Given the record occupancy levels observed for the past four years, CBRE Hotels Research has focused on the factors that potentially could cause a downward inflection in the business cycle. Oversupply certainly has been one of those factors.

While our forecasts for national supply growth from 2019 through 2022 exceed the STR long-run average of 1.8 percent, the new hotel rooms are concentrated in just a few markets. Half of the estimated 105,000 net new rooms forecast to open in 2019 are in just 17 of the nation’s major markets. Over the next four years, this number ranges from 23 to 32. The remaining markets will realize limited increases in new competition and likely won’t experience a meaningful slowdown in performance.
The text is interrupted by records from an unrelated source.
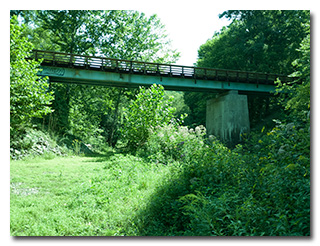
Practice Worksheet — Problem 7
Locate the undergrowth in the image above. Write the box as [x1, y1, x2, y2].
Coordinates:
[11, 122, 310, 236]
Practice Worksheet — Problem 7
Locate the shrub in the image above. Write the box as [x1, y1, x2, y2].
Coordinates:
[10, 128, 69, 160]
[122, 84, 174, 151]
[133, 120, 310, 236]
[139, 123, 206, 164]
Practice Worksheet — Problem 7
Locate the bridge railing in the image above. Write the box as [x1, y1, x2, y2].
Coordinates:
[32, 50, 296, 85]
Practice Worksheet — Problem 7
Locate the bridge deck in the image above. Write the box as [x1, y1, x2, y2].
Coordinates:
[32, 50, 294, 92]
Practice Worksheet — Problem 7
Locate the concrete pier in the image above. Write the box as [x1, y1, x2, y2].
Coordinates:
[206, 91, 250, 147]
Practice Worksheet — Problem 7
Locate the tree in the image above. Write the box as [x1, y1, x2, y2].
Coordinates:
[121, 84, 175, 151]
[10, 16, 53, 138]
[186, 10, 310, 129]
[13, 10, 179, 144]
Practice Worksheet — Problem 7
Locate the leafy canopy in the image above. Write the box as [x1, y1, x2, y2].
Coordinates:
[10, 17, 53, 135]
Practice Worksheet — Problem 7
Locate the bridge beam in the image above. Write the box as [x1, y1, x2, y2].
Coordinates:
[206, 91, 250, 147]
[39, 66, 275, 94]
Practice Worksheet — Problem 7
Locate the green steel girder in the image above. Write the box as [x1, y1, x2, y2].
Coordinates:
[39, 66, 275, 93]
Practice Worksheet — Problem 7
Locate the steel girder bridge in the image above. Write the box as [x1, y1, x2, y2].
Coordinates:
[31, 50, 295, 94]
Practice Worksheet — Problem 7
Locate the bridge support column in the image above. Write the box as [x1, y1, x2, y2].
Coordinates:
[206, 91, 250, 147]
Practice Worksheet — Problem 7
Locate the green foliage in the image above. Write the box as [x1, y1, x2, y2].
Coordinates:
[138, 124, 206, 165]
[10, 17, 53, 138]
[10, 128, 69, 160]
[10, 154, 169, 236]
[15, 10, 179, 146]
[278, 26, 310, 124]
[131, 119, 310, 236]
[185, 10, 310, 127]
[121, 84, 175, 150]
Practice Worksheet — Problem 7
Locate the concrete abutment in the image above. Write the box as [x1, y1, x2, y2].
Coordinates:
[206, 91, 250, 147]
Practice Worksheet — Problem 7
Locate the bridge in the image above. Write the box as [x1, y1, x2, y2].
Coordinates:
[31, 50, 295, 145]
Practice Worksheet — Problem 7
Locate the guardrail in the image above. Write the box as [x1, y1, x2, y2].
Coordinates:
[32, 50, 296, 85]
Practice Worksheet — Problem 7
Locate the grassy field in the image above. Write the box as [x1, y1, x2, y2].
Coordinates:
[10, 152, 169, 236]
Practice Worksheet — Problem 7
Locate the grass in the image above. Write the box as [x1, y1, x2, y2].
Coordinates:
[10, 152, 169, 236]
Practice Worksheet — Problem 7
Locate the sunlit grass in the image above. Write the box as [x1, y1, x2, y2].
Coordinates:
[10, 153, 168, 236]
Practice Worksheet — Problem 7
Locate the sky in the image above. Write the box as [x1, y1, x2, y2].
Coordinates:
[136, 5, 231, 66]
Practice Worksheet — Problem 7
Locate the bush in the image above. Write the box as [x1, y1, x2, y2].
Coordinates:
[122, 84, 174, 151]
[10, 128, 69, 160]
[133, 120, 310, 236]
[138, 123, 206, 164]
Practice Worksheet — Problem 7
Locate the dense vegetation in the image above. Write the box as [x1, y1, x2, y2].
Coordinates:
[10, 11, 310, 236]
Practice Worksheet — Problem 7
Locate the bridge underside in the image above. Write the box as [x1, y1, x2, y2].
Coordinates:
[39, 66, 275, 93]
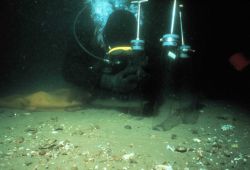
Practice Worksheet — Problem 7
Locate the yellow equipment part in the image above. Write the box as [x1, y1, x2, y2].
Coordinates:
[108, 46, 132, 54]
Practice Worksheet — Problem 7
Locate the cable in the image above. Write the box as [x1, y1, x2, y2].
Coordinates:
[73, 7, 104, 61]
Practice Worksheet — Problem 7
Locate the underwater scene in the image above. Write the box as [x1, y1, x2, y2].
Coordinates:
[0, 0, 250, 170]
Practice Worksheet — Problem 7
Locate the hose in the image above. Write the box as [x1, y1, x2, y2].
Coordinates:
[73, 7, 104, 61]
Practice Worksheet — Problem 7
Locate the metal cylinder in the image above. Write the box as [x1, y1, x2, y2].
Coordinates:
[131, 39, 144, 51]
[161, 34, 179, 47]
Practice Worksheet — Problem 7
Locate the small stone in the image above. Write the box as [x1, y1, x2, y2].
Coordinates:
[71, 165, 78, 170]
[24, 161, 32, 166]
[25, 127, 37, 134]
[38, 150, 47, 156]
[171, 134, 177, 140]
[223, 150, 231, 157]
[175, 146, 187, 153]
[124, 125, 132, 129]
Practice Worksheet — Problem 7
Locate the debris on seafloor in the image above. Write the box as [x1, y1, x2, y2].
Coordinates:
[153, 164, 173, 170]
[221, 124, 235, 131]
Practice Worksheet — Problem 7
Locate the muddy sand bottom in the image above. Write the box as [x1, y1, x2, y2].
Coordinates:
[0, 101, 250, 170]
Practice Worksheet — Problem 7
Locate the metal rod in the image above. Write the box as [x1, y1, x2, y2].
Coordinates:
[179, 11, 185, 45]
[131, 0, 148, 40]
[136, 2, 141, 40]
[170, 0, 176, 34]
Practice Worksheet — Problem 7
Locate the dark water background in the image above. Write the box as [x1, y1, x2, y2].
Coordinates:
[0, 0, 250, 102]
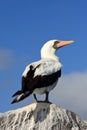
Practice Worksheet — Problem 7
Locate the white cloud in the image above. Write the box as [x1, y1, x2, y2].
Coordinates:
[50, 72, 87, 120]
[0, 49, 13, 70]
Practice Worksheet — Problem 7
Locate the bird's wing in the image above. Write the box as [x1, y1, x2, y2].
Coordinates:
[22, 61, 61, 91]
[13, 61, 62, 96]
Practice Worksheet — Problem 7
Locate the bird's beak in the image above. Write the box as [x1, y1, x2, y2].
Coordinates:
[57, 40, 74, 48]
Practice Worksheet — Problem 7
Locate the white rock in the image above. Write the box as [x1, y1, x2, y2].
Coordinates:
[0, 103, 87, 130]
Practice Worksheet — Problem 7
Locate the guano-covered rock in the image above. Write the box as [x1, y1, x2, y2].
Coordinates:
[0, 103, 87, 130]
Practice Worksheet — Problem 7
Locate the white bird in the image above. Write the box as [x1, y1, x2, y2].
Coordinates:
[12, 40, 73, 103]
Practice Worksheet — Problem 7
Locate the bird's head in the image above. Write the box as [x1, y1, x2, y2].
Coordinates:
[41, 40, 74, 60]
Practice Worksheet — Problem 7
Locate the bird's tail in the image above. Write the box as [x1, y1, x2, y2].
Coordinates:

The concentrated supply growth not only impacts occupancy, but average daily rate, as well. In the markets with the highest concentrations of new supply, ADR growth will remain below the pace of inflation each year from 2019 through 2022. Conversely, the markets with relatively limited supply growth will achieve ADR growth in excess of inflation each of the next four years. This amplifies the reality that lodging is a street-corner business and you must understand local economic and market conditions.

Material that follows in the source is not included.